What people are saying about Speaking my Soul:
“In this remarkable and compelling story, Rickford illuminates the transatlantic ties that bind Caribbean, African, and African American cultures.”
-Tracey L. Weldon, author, Middle Class African American English

“Such a moving memoir at once a highly personal family story, and yet one with insights that make this book also an invaluable contribution to Black Studies, Diasporic Studies, and the emerging field of Critical Mixed Race Studies.”
-Michele Elam, author, The Souls of Mixed Folk

"A notable, instructive story of a remarkable life and career!”
-Arnold Rampersad, author of biographies of Jackie Robinson, Langston Hughes, and Ralph

About John Rickford
John Rickford is a leading sociolinguist and world-renowned expert on African American Vernacular English (AAVE) and the study of linguistic variation and change.  He is considered one of the towering figures in the linguistic and historical study of vernacular language in the African diaspora.

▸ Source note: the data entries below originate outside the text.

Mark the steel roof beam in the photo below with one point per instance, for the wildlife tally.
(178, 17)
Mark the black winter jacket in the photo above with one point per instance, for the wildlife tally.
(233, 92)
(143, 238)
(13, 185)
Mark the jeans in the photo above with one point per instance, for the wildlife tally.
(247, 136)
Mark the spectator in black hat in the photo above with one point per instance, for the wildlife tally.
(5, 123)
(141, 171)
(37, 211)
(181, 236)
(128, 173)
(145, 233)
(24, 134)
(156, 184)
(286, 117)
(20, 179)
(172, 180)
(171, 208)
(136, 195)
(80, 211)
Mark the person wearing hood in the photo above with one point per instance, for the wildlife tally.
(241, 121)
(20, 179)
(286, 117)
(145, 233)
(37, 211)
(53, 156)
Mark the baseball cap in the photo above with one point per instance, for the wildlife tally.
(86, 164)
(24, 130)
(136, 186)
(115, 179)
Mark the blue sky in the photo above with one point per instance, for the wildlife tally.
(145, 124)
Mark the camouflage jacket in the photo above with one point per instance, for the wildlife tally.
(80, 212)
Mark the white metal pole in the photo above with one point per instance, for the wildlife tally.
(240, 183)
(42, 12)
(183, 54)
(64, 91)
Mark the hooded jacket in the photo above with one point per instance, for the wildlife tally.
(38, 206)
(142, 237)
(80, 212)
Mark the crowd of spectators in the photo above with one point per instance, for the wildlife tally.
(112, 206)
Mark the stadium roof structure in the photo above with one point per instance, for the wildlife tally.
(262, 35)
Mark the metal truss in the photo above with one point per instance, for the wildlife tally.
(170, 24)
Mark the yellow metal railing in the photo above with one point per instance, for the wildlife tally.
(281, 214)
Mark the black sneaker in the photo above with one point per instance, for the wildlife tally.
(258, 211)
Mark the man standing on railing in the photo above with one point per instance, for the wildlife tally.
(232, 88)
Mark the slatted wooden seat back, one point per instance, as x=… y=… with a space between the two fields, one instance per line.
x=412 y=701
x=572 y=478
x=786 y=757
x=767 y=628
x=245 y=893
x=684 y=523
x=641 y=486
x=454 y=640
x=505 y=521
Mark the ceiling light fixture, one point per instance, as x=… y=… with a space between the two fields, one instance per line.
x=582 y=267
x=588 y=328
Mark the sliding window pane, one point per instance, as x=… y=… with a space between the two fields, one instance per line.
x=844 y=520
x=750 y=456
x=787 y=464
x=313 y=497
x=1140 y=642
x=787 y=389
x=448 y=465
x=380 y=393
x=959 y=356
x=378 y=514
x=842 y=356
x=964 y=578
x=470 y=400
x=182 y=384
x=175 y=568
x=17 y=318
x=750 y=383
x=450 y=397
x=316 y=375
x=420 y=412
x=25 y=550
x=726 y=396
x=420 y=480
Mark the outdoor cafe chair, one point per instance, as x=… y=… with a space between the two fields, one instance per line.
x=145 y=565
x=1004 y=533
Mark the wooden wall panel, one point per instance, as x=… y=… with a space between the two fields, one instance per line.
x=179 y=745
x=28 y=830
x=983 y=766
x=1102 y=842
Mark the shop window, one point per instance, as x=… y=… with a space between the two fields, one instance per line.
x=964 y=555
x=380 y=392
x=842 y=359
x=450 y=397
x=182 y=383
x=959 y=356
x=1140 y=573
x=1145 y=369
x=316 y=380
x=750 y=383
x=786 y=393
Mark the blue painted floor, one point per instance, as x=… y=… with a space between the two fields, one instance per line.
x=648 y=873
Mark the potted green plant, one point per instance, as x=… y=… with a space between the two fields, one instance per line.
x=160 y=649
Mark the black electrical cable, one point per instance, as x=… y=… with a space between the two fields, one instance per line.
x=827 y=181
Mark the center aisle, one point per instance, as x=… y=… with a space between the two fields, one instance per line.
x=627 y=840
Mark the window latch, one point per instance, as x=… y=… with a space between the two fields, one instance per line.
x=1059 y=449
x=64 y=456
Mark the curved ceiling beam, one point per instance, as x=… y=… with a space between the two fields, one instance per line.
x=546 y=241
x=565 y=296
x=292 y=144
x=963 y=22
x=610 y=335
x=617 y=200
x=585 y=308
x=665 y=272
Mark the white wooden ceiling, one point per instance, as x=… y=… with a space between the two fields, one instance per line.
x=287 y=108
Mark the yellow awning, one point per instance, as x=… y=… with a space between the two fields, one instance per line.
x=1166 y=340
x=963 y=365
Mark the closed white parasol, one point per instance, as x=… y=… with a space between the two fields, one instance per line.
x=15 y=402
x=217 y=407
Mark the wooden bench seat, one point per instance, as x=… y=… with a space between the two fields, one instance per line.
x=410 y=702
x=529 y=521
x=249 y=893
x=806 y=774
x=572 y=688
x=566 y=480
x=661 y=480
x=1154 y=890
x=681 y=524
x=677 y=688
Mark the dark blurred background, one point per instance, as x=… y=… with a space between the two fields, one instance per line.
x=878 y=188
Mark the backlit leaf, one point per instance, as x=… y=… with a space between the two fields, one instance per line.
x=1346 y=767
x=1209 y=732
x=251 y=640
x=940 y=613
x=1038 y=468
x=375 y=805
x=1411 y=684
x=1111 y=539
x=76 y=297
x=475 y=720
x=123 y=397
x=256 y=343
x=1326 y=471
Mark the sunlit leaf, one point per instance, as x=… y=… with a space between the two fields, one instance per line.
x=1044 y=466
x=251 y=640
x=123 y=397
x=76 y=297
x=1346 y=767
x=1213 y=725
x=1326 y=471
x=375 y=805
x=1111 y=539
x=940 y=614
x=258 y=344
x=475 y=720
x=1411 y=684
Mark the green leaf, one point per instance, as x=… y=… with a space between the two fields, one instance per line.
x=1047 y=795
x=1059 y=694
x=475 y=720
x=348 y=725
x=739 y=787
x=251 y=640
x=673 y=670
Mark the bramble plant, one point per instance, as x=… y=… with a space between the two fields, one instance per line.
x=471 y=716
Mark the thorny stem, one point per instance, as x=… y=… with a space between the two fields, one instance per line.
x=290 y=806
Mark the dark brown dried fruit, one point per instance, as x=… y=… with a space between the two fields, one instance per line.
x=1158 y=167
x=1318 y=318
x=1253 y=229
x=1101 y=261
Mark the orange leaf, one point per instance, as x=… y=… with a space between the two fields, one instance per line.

Rickford is Professor of Linguistics emeritus and the J.E. Wallace Sterling Professor of the Humanities, Professor of Education (by courtesy), and a Bass University Fellow in Undergraduate Education at Stanford University.  He was named as an A.D. White Professor-at-Large (ADW-PAL) at Cornell University in 2017. His appointment runs through 2023. This event is part of an ADW-PAL mini visit and is cosponsored by the Department of Linguistics.

Among his numerous honors, Rickford was the President of the Linguistic Society of America (LSA) from 2015-2016, from which he was recently awarded the best paper in Language 2016 Award.  Since 2017, Rickford has been a member of the American Academy of Arts and Sciences and was elected to the National Academy of Sciences in 2021. And in 2022, he was elected as a Fellow of the British Academy.

 

About the A.D. White Professors-at-Large Program at Cornell University

The Andrew D. White Professors-at-Large (ADW-PAL) Program at Cornell University has been called one of the truly imaginative projects in American universities, bringing a steady stream of the world's foremost scholars, thinkers, and artists to campus to engage with the Cornell community in multiple forums. The ADW-PAL Program was established in celebration of Cornell’s first centenary, and named in honor of its first President, Andrew Dickson White, from whom the idea originated.

 

Currently, any one time, up to twenty outstanding intellectuals of international distinction hold the title of A.D. White Professor-at-Large. They are regarded as full members of Cornell faculty and are welcomed as lifetime members of Cornell’s academic community. Being named an A.D. White Professor-at-Large ranks among an academic's most eminent distinctions and honors.